Il découle ainsi de la doctrine et de la jurisprudence que si la pratique applicable en cas de licenciement immédiat en droit privé est transposable en droit public, encore faut-il que la loi ou le statut prévoient un renvoi au CO, comme par exemple le statut de la Ville de Genève (art. 3 al. 2), ou par une application analogique de normes au contenu similaire. Tel n’est pas le cas de la LPAC, comme mentionné supra, qui ne fait mention d’un licenciement avec effet immédiat qu’à son art. 20 al. 5 LPAC, ce qui a déjà été jugé par la jurisprudence cantonale comme étant insuffisant pour résilier les rapports de service des fonctionnaires. Il ne s’agit pas d’une lacune à combler, les travaux préparatoires précisant expressément que cette possibilité n’est réservée qu’à des situations spécifiques concernant les employés en période probatoire. Les EPI n’étaient pas fondés à résilier les rapports de service les liant à la recourante sur cette seule base. Il s'agit d'un vice grave de la décision, l’application d’un cadre légal erroné à la recourante la prétéritant en la privant notamment des droits découlant de la procédure de reclassement prévue en cas de résiliation des rapports de service pour motifs fondés. Aucun élément ne permet donc de constater qu’un régime similaire au droit privé devrait être appliqué en l’espèce. Les EPI n’ont d’ailleurs ni allégué ni motivé de tels éléments justifiant de s’écarter de la jurisprudence précitée et d’appliquer sans autre motifs ni explications l’art. 20 al. 5 LPAC au cas d’espèce.

La résiliation des rapports de service avec effet immédiat de la recourante ne repose ainsi sur aucune base légale. Malgré le large pouvoir d’appréciation de l’employeur public quant à l’opportunité de la poursuite des rapports de service, il sera rappelé que ce dernier est tenu au respect des principes et droits constitutionnels, notamment celui de la légalité (ATA/1008/2017 du 27 juin 2017 consid. 5c et les arrêts cités). Les EPI, établissement de droit public doté de la personnalité juridique, doivent appliquer la loi et ne peuvent s’en affranchir, ce d’autant qu’il existait à leur disposition d’autres moyens prévus par la LPAC pour atteindre le but envisagé.

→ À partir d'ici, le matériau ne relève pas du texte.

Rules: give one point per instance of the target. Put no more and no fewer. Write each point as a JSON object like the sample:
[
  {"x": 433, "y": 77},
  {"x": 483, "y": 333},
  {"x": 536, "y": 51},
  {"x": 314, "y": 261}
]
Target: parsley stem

Dans ces conditions, la décision querellée sera annulée, pour d’autres motifs que ceux soulevés par la recourante. Le dossier sera donc renvoyé à l’autorité intimée pour qu'elle examine la suite à qu’elle entend lui donner selon le mécanisme prévu par la LPAC, à savoir si elle privilégie la voie de la résiliation des rapports de service pour motifs fondés ou la voie disciplinaire, et dans ce dernier cas, qu'elle détermine la nature et la quotité de la sanction qu'elle entend infliger, dans le respect des règles procédurales et de compétences qui y sont prévues.

Étant donné cette issue, il n'est pas nécessaire de trancher les autres points de droit abordés tant par la recourante que par l’autorité intimée.

4.             Vu l'issue du litige et la qualité des intimés, il ne sera pas perçu d'émolument (art. 87 al. 1 LPA). Une indemnité de procédure - réduite - de CHF 1'000.- sera allouée à la recourante, qui a exposé des frais pour sa défense et qui certes, obtient gain de cause, mais pour d’autres motifs que ceux soulevés par son avocat, à la charge des EPI (art. 87 al. 2 LPA).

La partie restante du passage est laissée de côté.